Para compreender a crise financeira por Antonio Martins
Mercados internacionais de crédito entraram em colapso e há
risco real de uma corrida devastadora aos bancos. Por que o pacote de 700
bilhões de dólares, nos EUA, chegou tarde e é inadequado. Quais as causas da
crise, e sua relação com o capitalismo financeirizado e as desigualdades. Há
alternativas?
Segunda-feira, 6 de outubro. No momento em que esta nota é
redigida, há uma onda de pânico percorrendo o sistema financeiro em todo o
mundo. A crise iniciada há pouco mais de um ano, no setor de empréstimos
hipotecários dos Estados Unidos, viveu dois repiques, nos últimos dias. Entre 15
e 16 de setembro, a falência de grandes instituições financeiras
norte-americanas [1] deixou claro
que a devastação não iria ficar restrita ao setor imobiliário.
No início de outubro, começou a disseminar-se a sensação de que o pacote de 700
bilhões de dólares montado pela Casa Branca para tentar o resgate produziria
efeitos muito limitados. Concebido segundo a lógica dos próprios mercados (o
secretário do Tesouro, Henry Paulson, é um ex-executivo-chefe do banco de
investimentos Goldman Sachs), o conjunto de medidas socorre com dinheiro público
as instituições financeiras mais afetadas, mas não assegura que os recursos
irriguem a economia, muito menos protege as famílias endividadas.
Deu-se então um colapso nos mercados bancários, que perdura até o
momento. Apavoradas com a onda de falências, as instituições financeiras
bloquearam a concessão de empréstimos – inclusive entre si mesmas. Este
movimento, por sua vez, multiplicou a sensação de insegurança, corroendo o
próprio sentido da palavra crédito, base de todo o sistema. A
crise alastrou-se dos Estados Unidos para a Europa. Em dois dias, cinco
importantes bancos do Velho Continente naufragaram [2].
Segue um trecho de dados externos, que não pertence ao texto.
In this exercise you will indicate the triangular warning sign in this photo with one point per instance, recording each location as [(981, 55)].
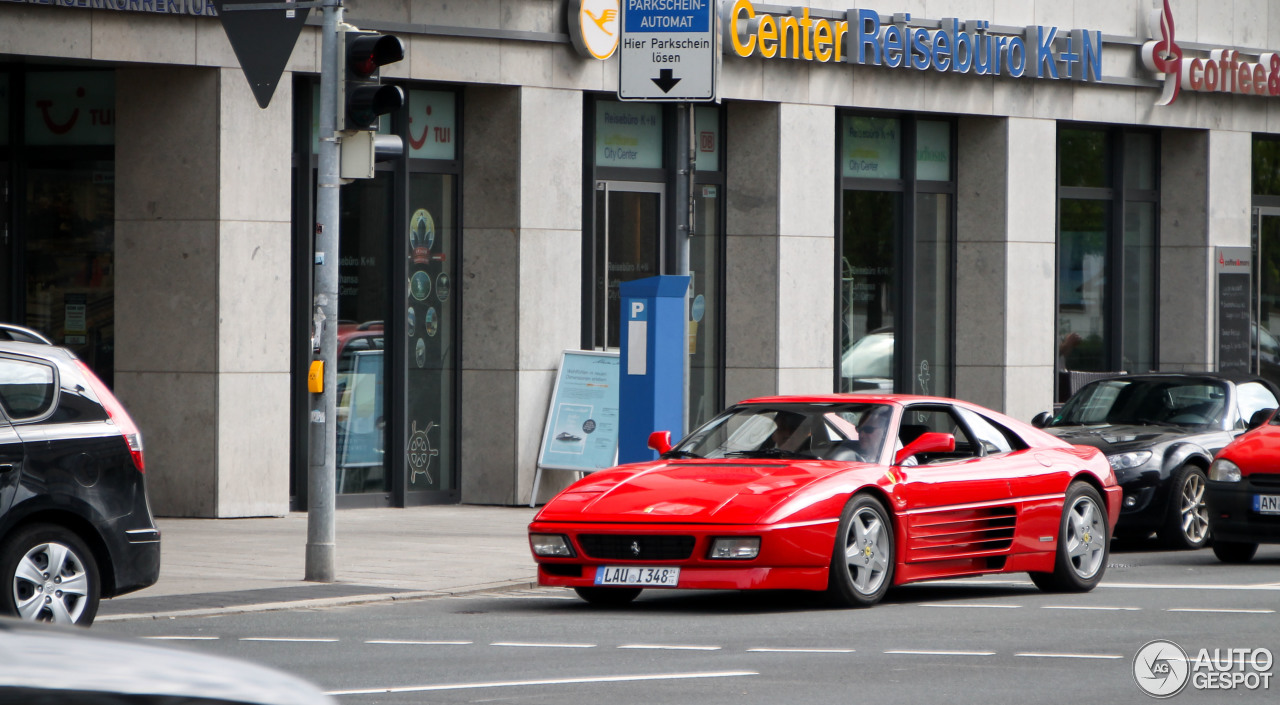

Muito rapidamente, o terremoto financeiro começou a atingir também
a chamada "economia real". Por falta de financiamento, as vendas de veículos
caíram 27% (comparadas com o ano anterior) em setembro, recuando para o nível
mais baixo nos últimos 15 anos. Em 3 de outubro, a General Motors brasileira
colocou em férias compulsórias os trabalhadores de duas de suas fábricas (que
produzem para exportação), num sinal dos enormes riscos de contágio
internacional. Diante do risco de recessão profunda, até os preços do petróleo
cederam, caindo neste 6/10 a 90 dólares por barril – uma baixa de 10% em apenas
uma semana. A tempestade afeta também o setor público. Ao longo da semana, os
governantes de diversos condados norte-americanos mostraram-se intranqüilos
diante da falta de caixa. O governador da poderosa Califórnia, Arnold
Schwazenegger, anunciou em 2 de outubro que não poderia fazer frente ao
pagamento de policiais e bombeiros se não obtivesse, do governo federal, um
empréstimo imediato de ao menos 7 bilhões de dólares.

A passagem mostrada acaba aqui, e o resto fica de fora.